History and Heritage

The original Tadcaster Grammar School was founded in 1557 by Owen Oglethorpe, Bishop of Carlisle, and native of Newton Kyme, in order to educate the sons of the poor of Tadcaster.

Merging with the Dawson’s Girls’ School at the beginning of the 20th century, it built an excellent reputation as a selective Grammar School, until becoming one of the first comprehensive schools in the country after 1945.

Relocating from the town to the present site one and a half miles to the west, in 1960, Tadcaster Grammar School became a fully comprehensive 11-18 school eight years later. The design of the building aimed to blend the imposing facade of Toulston Lodge with modern architectural styles of the time.

A little more information is included in the document below:

As we celebrated the coronation of King Charles III, we reminded ourselves of how our history is touched by Royalty…

In 1559, our founder Owen Oglethorpe was the Bishop of Carlisle who, on 15th January at Westminster Abbey, crowned Queen Elizabeth I.

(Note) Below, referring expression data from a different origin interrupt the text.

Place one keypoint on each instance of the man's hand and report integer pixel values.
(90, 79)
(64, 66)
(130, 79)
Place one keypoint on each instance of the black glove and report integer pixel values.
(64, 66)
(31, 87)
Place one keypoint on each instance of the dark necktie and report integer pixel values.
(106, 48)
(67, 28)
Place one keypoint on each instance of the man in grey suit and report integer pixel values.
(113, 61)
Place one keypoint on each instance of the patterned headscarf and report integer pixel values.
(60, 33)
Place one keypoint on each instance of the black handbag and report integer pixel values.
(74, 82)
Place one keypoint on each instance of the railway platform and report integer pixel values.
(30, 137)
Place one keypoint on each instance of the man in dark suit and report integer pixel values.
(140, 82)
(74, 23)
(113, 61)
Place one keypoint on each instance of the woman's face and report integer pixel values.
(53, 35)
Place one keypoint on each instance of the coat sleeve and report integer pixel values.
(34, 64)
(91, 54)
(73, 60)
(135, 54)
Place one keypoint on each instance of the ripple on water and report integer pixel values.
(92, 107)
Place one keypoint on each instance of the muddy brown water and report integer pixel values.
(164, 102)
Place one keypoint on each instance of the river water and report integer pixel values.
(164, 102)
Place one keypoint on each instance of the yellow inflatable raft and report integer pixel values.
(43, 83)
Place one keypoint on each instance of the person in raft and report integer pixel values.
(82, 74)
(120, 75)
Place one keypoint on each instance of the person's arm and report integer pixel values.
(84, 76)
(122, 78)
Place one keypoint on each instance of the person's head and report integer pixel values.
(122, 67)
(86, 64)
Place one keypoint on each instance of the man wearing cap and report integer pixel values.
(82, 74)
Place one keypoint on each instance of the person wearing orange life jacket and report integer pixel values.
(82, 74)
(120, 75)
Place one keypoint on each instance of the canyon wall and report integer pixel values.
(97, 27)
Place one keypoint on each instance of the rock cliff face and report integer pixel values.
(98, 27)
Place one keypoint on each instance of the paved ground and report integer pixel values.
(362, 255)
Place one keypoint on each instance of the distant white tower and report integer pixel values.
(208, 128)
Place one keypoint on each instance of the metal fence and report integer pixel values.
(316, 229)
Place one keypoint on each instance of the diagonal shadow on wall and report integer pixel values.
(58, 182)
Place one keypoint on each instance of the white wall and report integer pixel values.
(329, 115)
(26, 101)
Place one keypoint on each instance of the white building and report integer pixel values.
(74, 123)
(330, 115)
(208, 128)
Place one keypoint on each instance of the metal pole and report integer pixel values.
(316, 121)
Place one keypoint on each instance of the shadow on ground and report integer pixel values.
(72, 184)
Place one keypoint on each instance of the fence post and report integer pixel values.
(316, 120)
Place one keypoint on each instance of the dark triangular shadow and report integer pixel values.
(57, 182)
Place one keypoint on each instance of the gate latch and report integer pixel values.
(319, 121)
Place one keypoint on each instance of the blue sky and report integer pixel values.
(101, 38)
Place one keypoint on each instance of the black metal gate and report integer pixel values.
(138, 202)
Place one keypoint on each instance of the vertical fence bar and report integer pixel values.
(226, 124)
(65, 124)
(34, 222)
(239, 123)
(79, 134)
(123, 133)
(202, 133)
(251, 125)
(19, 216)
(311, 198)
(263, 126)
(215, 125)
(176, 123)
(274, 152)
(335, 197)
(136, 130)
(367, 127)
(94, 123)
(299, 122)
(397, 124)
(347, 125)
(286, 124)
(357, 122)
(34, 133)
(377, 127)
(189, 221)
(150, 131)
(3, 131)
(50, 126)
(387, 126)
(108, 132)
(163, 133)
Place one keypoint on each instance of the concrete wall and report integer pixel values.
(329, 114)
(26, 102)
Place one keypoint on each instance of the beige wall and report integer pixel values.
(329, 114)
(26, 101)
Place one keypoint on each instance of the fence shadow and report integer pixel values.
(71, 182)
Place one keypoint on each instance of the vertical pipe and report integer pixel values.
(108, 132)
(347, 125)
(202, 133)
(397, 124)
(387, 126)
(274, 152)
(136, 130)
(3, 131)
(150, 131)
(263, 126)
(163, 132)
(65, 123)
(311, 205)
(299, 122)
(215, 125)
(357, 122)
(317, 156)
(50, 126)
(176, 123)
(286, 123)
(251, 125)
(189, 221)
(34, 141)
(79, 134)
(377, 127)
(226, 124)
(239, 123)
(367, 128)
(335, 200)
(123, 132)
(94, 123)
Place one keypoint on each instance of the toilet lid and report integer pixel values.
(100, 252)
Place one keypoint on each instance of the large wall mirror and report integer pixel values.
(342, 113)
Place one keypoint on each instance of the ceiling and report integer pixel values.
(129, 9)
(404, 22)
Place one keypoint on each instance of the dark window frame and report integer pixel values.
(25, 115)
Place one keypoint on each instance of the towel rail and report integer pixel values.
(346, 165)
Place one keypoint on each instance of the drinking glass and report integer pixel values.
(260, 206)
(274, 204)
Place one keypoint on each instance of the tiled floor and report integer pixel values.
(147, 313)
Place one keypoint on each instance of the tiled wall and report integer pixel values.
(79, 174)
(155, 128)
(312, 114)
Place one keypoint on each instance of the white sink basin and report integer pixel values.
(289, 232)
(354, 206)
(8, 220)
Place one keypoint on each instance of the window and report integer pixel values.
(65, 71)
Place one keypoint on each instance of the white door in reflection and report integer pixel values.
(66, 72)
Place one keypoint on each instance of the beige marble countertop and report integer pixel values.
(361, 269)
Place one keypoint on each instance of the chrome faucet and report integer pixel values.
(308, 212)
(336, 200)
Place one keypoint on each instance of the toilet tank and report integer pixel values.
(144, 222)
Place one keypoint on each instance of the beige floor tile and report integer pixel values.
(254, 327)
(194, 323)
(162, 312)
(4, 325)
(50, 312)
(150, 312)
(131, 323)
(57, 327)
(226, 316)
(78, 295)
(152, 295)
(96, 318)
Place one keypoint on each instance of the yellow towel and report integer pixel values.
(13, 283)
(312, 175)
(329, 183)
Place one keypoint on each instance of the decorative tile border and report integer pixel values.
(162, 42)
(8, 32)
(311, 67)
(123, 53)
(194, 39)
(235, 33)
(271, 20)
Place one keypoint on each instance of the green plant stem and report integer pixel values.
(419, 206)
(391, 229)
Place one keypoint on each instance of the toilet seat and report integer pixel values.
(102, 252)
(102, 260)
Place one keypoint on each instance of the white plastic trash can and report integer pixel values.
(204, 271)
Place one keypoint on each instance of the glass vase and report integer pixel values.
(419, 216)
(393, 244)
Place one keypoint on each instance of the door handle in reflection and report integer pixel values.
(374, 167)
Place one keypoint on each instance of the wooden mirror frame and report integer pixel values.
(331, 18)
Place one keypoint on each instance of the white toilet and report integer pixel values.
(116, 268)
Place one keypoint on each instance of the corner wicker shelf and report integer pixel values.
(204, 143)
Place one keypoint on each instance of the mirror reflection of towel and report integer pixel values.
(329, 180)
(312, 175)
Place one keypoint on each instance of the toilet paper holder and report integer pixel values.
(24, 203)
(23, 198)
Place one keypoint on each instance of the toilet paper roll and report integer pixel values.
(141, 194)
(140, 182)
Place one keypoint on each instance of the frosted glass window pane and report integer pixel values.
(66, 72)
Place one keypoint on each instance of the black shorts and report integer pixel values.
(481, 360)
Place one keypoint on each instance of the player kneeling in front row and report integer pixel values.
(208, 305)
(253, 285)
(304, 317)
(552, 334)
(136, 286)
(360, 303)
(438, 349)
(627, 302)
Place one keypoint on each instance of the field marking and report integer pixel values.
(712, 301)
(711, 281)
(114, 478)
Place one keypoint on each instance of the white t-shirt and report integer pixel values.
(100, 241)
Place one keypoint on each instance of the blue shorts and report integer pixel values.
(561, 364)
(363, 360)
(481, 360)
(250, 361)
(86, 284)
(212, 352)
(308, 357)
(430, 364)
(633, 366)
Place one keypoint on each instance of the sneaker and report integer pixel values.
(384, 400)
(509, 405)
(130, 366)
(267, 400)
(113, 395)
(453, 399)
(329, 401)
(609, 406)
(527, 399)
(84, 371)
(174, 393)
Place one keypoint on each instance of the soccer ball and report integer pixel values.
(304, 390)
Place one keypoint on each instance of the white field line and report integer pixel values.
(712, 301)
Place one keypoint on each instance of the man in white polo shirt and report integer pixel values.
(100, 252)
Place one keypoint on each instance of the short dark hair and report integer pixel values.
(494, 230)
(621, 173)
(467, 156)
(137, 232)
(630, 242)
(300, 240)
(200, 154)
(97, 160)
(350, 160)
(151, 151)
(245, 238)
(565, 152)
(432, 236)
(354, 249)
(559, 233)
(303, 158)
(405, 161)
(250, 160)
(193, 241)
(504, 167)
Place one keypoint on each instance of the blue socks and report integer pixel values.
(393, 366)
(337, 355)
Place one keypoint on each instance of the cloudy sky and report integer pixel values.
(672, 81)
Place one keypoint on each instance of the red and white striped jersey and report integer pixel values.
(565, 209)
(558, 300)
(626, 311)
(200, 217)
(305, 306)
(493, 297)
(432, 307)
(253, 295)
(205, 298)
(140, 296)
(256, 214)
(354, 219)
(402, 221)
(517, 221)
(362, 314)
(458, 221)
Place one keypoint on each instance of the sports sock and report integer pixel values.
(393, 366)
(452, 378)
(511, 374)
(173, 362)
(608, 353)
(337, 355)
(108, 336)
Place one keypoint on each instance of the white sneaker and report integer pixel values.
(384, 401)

Toulston Hall was built by Sir Thomas Fairfax in 1603 (a Parliamentarian during the Civil War but a supporter of the Restoration). Whilst the hall was pulled down long before the end of the 1800s, the Lodge was used as the dowager house by the family. Whilst there are ‘gaps’ in the known ownership of the Toulston site we know that a Sir Frederick Milbank resided at the Lodge in the early 1800s, during which time he was honoured by a visit from the then King, George IV, who is said to have dined at the Lodge.

One of the governors of Tadcaster Grammar School in the late 1800s through to the 1940s was Sir Edward Clitherow Brooksbank, 1st Baronet Brooksbank of Healaugh Manor.  He is the great grandfather of Princess Eugenie’s husband Jack Brooksbank.